Prior to this surprise inundation, much of Italy had suffered its worst drought in generations. Lakes dwindled to baked mud. Wildfires blazed, even around Mt. Vesuvius. The damage to crops, from Europe’s greatest vineyards (take that, France!) to the world’s best tomatoes, ran into the billions.
Then an earthquake shook the vacation isle of Ischia at the peak of the holiday season.
Human factors weighed on the country, too.
Americans know about Angela Merkel’s fateful decision to admit a million migrants to Germany. But Italy has been swamped by over 600,000 unbidden economic migrants from Africa and the Middle East over the last five years and it rarely gets mentioned.
Italy has been coping, as humanely as possible, with human trafficking on an industrial scale. It hasn’ t gone well, but it couldn’ t.
The good news is that, in the last few months, the number of migrants attempting to reach Italy in overcrowded, unseaworthy boats has declined. The bad news is that the influx of migrants with extravagant expectations and no skills has been a plague. Crime is up, and the quality of life for working-class Italians — whose neighborhoods bear the brunt of the culture clash — has gone down.
The Italian government struggles to behave with decency, while the European Union barely pretends to help, dragging its feet on resettlement efforts and sticking Italy with the bulk of the bill. That’s in a country with a staggering national debt and where the national unemployment rate stubbornly remains above 11 percent.
And international open-border fanatics have done enormous harm. Italy had to seize boats (and bribe the Libyans to help) to stop an outrageous scam: NGO-owned or chartered vessels had been coordinating directly with human traffickers so that “rescue ships” were positioned precisely just beyond Libyan waters, waiting to scoop up the migrants before their rafts could sink. Then the NGOs presented the migrants to Italian authorities as having been rescued at sea.

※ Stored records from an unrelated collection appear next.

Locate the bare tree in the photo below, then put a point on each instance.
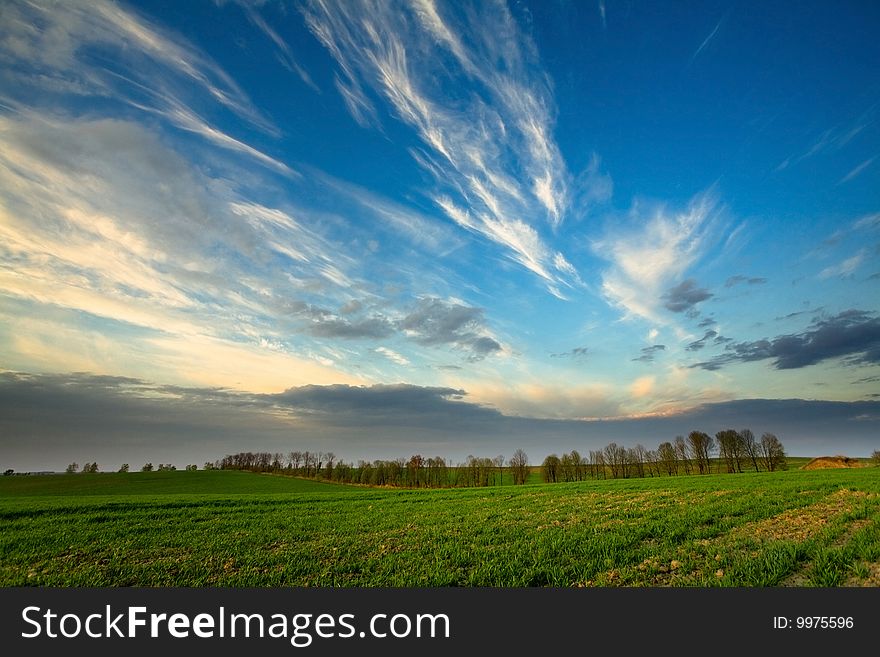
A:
(730, 449)
(519, 466)
(750, 446)
(772, 452)
(681, 450)
(668, 458)
(550, 469)
(499, 463)
(701, 445)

Meanwhile, migrant violence increased within Italy, from rapes and robberies to street battles with cops in Naples and Rome — where aggressive migrants hurled gas canisters.
Tourists rarely get a hint of this. The Italians are wonderfully welcoming and protective — the tourist industry is not only big business, but Italians are justifiably proud of their unrivaled cultural heritage and lifestyle. Americans are particularly welcome.

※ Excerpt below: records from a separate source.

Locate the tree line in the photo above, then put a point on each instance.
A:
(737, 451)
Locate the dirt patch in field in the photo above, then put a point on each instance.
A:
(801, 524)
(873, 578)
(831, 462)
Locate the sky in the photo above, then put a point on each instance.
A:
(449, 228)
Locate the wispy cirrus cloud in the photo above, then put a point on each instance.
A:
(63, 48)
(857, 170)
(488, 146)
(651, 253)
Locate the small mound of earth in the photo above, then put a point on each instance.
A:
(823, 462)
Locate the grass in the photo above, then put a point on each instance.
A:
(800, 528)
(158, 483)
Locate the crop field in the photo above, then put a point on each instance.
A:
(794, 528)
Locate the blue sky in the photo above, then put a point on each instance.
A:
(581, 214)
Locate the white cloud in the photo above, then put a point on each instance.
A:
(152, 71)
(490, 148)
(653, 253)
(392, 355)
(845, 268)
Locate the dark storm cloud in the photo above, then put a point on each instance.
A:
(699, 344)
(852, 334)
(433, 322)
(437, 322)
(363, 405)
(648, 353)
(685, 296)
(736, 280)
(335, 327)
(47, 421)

Yet, even in that sphere, Italians can’ t catch a break. Two Carabinieri, members of Italy’s elite paramilitary police, have just been accused of raping two American students in Florence. That is not the norm — but it’s the sort of incident that draws headlines.

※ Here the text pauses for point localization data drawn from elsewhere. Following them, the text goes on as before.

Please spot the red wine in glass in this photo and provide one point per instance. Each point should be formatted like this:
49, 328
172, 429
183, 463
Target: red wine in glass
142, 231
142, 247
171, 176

Meanwhile, heartless speculators drive up prices on prime urban real estate, converting family apartments into vacation rentals and driving Italians out of their own cities.
This doesn’ t mean anyone should skip a visit to Italy. Quite the contrary. It’s an inexhaustibly enchanting country, from Torino to Taormina. It’s the one place that’s got it all, from mountaineering in the Dolomites to the multilayered culture and magnificent food of Sicily.
Just do a little research on where you stay: Don’ t put Italians out on the street to save yourself a few bucks. Capisci?
Italy will come through all this, of course. It’s survived plague, poverty and countless invasions, organized crime, poor government and the insult of fast-food. The economy shows signs of growth, after a decade of crisis. The political scene, though chaotic, reveals a growing impulse toward reform.
And life has come a long, long way from the poverty that underlays the image of la dolce vita, to say nothing of the dire conditions that long ago drove so many Italians from the Mezzogiorno and Sicily to our shores.
When the drought eases, when the rains stop, when the streets are cleared and the morning sun works its magic in the piazza, the Italians will make a triumph of life yet again.
Ralph Peters is Fox News’ Strategic Analyst.